Friday, August 14, 2009

August 11 - On the Silk Route from Tashkent to Samarqand

The highway built on the ancient silk route is very smooth and wide. One notices fields of cotton, and fruit trees along the road.
We saw the roadside vendors selling melons, of different textures, colors and size. The vendors were always clustered in a row, so the different colors looked very appealing and inviting. We did succumb to the attraction of the fruit. As our driver went out to pick a piece for us, we saw a gypsy woman approach the car.…..she held a small pan with smoke emitting from the pan…there were some wayside weeds and herb burning in the pan…….interesting way to ask for charity or as she called it sadqa……….by moving the pan in a circular direction around a person , it is believed evil spirits are banished and prevents any misfortune from lingering around the person who is so blessed.
We noticed that at places the road had been blocked to one lane with speed bumps, this slows the vehicles down for security monitoring…….we continued the drive as the road wound around the Turkestan mountain range. We were careful with the liquid intake, and asked for one pitstop…….the bushes were a better alternative to the make shift toilet. … we continue our travels we notice that the toilets are not for the faint of heart, I once twitched my nose and looked at the woman monitoring the cleanliness of the toilets and she shrugged her shoulders as she said madam, toilet!!!
On to the entry in to Samarqand……….. the architecture of the ancient civilization, influenced by the Turks and the Persian empire is evident even in the new construction……. our attention was diverted to the side where the archaeologists are preserving the remains of the original city of Samarqand. I felt an emotion or feeling, it was so brief that it could only be felt, no label comes to mind…………

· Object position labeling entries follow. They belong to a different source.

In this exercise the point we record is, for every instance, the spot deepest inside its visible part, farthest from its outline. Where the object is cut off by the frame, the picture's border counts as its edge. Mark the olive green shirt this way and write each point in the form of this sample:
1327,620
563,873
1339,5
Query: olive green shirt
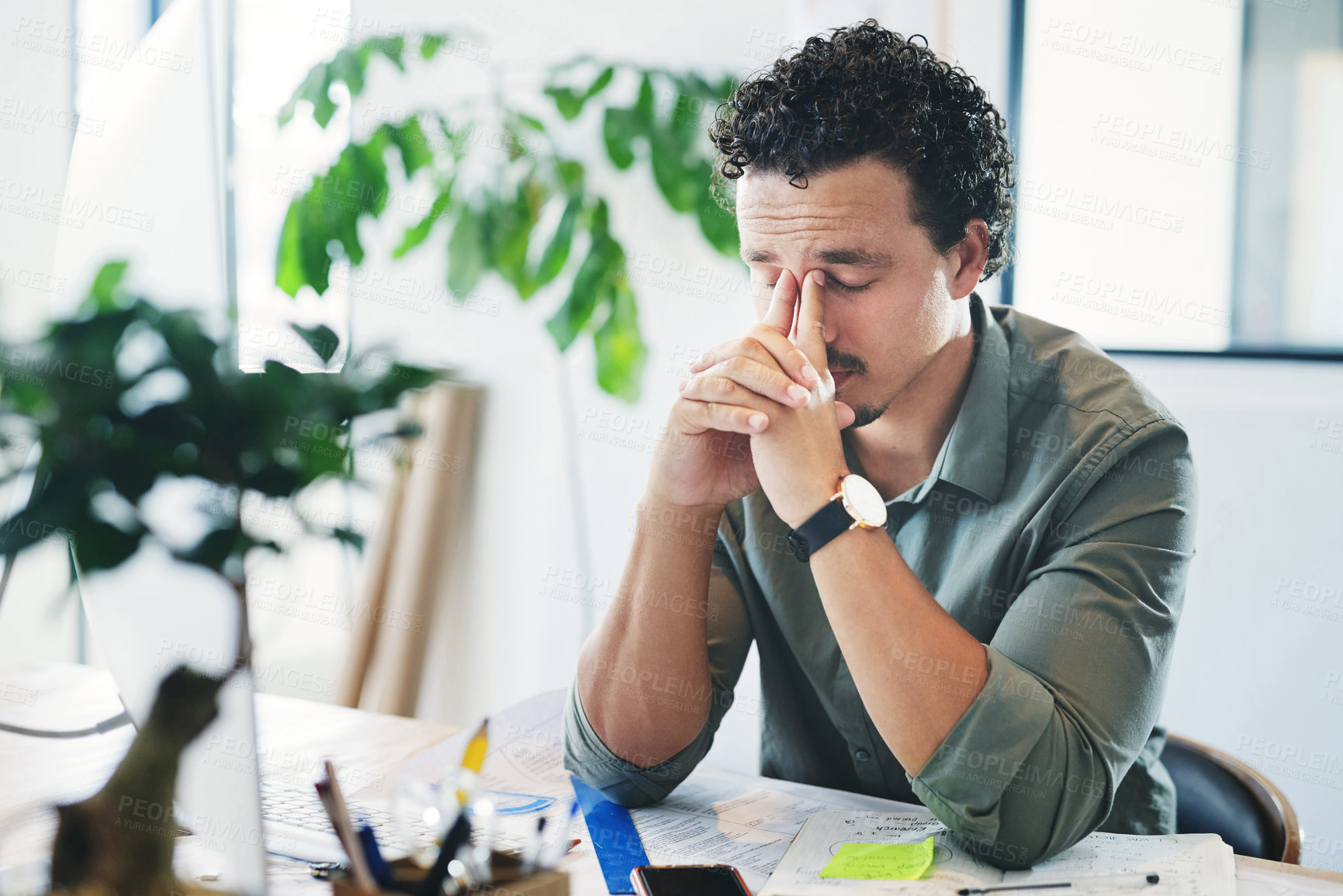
1057,527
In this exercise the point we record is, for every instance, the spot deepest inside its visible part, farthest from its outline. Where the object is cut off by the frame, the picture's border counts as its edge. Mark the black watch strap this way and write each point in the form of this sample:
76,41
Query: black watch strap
821,528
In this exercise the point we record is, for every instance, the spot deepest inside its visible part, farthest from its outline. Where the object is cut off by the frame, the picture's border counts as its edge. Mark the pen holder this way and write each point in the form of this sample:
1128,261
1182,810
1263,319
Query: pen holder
505,879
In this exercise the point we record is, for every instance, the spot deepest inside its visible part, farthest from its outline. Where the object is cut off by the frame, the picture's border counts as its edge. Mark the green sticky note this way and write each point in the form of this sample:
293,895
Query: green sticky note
880,861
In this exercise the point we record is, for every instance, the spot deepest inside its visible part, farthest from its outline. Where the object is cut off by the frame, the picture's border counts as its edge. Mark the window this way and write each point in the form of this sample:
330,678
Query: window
1178,180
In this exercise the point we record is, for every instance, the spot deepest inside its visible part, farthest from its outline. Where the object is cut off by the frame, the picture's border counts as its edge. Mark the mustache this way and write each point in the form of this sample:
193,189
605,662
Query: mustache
843,362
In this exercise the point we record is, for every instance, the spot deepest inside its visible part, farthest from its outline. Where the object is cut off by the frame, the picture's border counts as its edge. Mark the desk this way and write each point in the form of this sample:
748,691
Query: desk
36,773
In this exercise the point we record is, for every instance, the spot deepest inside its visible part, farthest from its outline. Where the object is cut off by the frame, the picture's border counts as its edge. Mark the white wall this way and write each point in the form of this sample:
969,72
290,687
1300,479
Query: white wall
1258,660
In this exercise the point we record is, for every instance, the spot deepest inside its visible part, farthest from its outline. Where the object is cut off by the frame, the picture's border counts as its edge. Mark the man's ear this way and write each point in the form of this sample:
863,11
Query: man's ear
973,254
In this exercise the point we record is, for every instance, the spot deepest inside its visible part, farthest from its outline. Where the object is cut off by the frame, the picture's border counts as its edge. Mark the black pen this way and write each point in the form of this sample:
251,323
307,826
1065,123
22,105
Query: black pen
453,840
1108,881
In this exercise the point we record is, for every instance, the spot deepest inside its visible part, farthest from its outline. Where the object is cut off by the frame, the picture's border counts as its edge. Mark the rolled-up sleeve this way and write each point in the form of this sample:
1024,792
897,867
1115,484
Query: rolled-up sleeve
1078,668
630,785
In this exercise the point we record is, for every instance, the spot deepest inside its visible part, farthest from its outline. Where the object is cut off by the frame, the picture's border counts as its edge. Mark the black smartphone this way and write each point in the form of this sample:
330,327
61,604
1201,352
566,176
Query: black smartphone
688,880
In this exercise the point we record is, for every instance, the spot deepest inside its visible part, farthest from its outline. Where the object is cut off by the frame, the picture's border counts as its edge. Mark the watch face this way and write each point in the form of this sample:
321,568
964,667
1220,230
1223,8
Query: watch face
864,500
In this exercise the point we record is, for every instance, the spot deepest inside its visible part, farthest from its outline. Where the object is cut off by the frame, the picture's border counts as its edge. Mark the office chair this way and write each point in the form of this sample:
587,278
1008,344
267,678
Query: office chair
1220,794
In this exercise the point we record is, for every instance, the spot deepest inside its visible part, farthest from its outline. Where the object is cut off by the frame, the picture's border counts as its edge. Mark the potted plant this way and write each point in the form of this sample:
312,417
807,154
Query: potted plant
119,398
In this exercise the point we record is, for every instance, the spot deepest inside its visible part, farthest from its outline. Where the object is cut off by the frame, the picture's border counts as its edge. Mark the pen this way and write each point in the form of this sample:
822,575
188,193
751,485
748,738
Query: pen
483,853
453,840
1116,881
472,762
334,805
534,846
560,841
374,856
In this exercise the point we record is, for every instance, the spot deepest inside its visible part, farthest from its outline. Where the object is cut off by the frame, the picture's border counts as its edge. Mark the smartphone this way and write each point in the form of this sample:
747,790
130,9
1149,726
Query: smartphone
688,880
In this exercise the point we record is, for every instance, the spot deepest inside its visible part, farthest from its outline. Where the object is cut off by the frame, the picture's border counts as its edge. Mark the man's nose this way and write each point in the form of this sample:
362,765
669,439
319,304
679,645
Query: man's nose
832,330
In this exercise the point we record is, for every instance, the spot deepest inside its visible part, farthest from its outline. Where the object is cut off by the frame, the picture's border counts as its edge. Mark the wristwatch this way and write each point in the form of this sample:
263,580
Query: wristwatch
857,504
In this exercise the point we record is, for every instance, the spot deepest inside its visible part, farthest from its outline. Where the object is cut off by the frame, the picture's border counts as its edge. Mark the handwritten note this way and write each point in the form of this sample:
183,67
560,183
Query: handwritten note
880,861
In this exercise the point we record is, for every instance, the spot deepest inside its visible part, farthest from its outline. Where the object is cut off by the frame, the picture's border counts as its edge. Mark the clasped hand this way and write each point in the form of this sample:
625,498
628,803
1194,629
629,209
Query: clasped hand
787,396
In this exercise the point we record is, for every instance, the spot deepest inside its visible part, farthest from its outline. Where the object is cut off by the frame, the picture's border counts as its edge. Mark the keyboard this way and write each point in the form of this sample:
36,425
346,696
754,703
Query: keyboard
304,809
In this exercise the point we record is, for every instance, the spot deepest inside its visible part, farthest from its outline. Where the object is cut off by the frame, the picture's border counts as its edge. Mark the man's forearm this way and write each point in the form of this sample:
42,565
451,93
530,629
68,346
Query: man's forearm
644,675
915,666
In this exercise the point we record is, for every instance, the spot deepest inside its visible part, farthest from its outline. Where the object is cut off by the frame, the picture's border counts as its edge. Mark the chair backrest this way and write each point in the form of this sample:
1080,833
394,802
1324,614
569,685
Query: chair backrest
1220,794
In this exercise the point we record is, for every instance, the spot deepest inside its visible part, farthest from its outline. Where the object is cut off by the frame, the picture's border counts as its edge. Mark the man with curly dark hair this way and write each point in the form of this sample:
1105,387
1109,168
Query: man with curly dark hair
994,521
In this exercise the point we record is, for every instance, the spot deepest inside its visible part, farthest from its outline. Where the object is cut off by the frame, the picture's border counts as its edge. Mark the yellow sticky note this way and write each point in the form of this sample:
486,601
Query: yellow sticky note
880,861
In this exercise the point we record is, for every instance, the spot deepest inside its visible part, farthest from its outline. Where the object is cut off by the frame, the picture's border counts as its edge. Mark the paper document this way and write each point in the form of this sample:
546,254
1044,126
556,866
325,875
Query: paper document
714,817
1189,864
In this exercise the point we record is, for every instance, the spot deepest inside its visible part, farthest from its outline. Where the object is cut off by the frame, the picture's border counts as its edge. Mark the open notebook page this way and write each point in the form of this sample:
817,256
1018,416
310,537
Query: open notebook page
1189,864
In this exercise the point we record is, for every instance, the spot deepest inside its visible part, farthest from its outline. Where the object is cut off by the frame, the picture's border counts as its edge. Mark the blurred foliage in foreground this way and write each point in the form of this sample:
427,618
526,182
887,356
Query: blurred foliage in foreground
125,394
496,175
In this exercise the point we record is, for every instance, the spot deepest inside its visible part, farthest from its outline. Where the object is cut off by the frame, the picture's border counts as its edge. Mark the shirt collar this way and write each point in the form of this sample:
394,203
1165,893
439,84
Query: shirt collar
974,455
977,446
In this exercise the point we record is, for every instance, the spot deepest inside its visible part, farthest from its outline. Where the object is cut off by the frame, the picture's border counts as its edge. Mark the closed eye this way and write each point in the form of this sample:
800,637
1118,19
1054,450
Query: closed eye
832,281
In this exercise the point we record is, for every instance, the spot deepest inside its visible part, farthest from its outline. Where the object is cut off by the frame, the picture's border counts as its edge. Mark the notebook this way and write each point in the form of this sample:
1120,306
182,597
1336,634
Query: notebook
1188,864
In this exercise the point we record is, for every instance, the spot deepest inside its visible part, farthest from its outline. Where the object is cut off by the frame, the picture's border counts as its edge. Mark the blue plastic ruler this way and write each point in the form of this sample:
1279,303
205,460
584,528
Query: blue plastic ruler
617,842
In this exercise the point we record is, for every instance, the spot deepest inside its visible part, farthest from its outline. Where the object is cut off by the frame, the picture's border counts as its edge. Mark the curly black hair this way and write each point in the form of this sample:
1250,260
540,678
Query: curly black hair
869,90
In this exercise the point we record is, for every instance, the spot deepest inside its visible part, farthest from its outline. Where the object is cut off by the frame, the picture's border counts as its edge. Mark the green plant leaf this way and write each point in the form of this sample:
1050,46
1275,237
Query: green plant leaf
644,104
105,285
101,545
214,548
419,233
512,231
619,350
599,82
677,185
431,43
465,253
718,225
571,174
558,250
591,285
569,102
409,137
619,128
321,339
348,536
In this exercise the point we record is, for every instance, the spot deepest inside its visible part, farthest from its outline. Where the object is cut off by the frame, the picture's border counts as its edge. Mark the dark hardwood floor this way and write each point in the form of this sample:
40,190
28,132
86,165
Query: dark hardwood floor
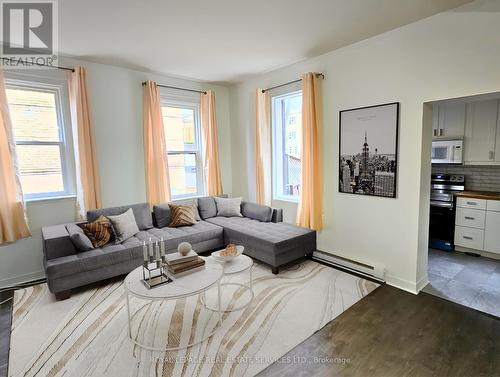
388,333
395,333
5,318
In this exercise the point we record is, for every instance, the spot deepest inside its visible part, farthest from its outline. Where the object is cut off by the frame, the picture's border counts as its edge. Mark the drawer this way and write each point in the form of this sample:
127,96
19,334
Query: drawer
469,237
493,205
471,203
473,218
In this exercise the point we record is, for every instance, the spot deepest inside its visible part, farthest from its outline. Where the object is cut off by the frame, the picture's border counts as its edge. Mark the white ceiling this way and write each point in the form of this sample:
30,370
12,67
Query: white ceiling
225,40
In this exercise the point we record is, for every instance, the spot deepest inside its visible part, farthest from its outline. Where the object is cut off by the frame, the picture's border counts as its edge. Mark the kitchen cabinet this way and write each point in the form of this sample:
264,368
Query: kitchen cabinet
448,120
477,224
482,141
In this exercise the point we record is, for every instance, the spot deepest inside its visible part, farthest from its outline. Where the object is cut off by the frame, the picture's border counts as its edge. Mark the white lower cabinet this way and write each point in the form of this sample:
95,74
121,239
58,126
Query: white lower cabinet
477,224
492,232
471,238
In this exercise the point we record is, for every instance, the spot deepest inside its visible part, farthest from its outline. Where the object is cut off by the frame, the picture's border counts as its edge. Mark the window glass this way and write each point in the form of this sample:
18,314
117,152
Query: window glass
39,140
287,144
183,142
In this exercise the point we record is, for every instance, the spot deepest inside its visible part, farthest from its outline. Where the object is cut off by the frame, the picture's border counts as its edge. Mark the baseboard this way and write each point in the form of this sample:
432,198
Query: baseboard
405,285
424,280
25,278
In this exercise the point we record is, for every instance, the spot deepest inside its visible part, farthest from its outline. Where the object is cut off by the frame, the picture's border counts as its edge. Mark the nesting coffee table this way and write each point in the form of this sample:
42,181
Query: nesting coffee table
189,285
238,265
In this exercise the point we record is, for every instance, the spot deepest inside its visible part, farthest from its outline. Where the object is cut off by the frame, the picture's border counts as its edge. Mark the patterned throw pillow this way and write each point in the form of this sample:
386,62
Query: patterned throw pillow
181,215
124,226
98,231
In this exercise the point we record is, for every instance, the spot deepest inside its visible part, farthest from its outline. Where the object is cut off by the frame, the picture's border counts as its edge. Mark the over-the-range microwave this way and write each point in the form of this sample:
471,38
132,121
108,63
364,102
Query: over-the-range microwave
447,151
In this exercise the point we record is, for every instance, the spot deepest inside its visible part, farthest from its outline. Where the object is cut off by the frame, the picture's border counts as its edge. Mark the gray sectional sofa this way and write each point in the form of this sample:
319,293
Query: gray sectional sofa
261,231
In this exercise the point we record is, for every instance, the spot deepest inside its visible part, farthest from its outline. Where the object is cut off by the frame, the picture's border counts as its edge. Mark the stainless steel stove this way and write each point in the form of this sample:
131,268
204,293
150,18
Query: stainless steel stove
442,213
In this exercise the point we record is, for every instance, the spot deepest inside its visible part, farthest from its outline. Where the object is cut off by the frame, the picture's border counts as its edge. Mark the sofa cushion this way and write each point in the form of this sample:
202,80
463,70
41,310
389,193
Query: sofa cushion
207,207
257,211
162,212
199,232
265,237
124,226
228,207
99,231
78,237
182,215
142,214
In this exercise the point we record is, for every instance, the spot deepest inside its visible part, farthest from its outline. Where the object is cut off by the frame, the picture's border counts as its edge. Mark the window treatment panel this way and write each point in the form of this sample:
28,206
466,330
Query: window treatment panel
13,225
210,144
310,209
155,151
263,166
88,186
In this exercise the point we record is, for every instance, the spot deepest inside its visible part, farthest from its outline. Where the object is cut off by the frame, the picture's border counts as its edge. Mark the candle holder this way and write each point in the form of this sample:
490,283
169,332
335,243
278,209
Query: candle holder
153,273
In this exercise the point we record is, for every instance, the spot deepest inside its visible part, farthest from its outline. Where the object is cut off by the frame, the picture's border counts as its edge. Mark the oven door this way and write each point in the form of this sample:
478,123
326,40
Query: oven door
442,226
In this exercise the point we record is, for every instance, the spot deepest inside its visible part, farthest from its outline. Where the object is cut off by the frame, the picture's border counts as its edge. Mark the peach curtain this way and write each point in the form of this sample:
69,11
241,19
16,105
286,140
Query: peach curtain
310,209
211,145
263,173
13,224
88,186
155,150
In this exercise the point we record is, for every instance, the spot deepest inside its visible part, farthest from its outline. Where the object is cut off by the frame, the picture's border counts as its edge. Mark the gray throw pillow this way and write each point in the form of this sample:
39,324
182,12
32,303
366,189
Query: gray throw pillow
124,226
78,238
228,207
188,202
257,211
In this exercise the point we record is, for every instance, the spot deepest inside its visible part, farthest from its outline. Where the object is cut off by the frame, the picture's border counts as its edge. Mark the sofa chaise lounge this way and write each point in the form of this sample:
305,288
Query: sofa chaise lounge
260,229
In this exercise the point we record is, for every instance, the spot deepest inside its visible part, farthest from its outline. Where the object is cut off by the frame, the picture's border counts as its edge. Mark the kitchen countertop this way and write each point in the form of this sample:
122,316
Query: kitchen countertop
488,195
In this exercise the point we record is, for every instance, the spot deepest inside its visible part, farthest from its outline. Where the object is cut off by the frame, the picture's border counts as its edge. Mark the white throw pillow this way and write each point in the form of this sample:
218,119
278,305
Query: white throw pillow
124,225
228,207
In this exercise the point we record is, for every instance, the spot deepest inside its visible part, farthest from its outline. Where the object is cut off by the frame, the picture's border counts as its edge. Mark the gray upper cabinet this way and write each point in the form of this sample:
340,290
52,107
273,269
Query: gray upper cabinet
448,120
480,141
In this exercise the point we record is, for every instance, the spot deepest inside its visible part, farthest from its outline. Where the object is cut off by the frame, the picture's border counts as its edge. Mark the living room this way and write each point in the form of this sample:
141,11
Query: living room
358,56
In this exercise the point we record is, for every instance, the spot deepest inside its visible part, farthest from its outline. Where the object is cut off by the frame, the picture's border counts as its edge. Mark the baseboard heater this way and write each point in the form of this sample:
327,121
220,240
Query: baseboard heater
375,272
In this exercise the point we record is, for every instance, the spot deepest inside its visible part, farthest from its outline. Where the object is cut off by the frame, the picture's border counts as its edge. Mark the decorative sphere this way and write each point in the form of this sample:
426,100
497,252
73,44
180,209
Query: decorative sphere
184,248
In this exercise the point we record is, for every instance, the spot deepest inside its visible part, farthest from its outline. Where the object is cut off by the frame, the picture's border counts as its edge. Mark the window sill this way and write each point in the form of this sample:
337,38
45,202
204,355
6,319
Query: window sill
287,200
49,200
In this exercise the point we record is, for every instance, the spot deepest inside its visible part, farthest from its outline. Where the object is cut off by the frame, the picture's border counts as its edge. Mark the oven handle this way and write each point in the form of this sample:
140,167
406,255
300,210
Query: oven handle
441,204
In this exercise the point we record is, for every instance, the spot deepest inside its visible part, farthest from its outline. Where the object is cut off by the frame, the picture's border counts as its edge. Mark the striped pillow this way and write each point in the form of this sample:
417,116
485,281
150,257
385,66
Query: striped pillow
182,215
98,231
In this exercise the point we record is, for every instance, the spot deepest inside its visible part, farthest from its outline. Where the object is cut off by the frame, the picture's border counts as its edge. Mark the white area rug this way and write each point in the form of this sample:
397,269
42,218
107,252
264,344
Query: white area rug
87,334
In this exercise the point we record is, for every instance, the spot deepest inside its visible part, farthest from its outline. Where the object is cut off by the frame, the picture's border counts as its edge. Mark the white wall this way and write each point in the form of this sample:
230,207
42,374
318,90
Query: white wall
116,106
452,54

The Malika Hotel takes one back a few hundred years in its layout. I feel I am in the home of my grandparents, and their parents, as narrated by them and envisioned by me. The homes were called havali pronounced ha-vay-lee), with a courtyard in the centre and the access to the rooms through the courtyard ). A large covered porch with ceiling over 20 feet overlooks one of the courtyards, This porch has beautiful and inviting day beds, or takht (tah-kht) The size is about 6 ft by 10 feet, they are made of carved walnut wood, with cushions and bolsters for the seating. As I shed my slippers and climbed up with the notebook, I tried to be as graceful as I could, pretending to be a begum (lady) of the house, waiting for her tea, and family and friends to appear. I think where the twist in this imagination is that this could be the courtyard for the men, and it is the man of the house, sitting with his sheesha, and an audience in attendance. I like the part better where I am the mistress, and this is the ladies section, or better still I have transported this into the 21st century, and men and women sit together. I look towards my left and see two more of these beautiful takht………….on the right of me, there is a bar like area where they have beautiful rugs and some handicrafts displayed…… I look away so as not to be caught in this moment of temptation.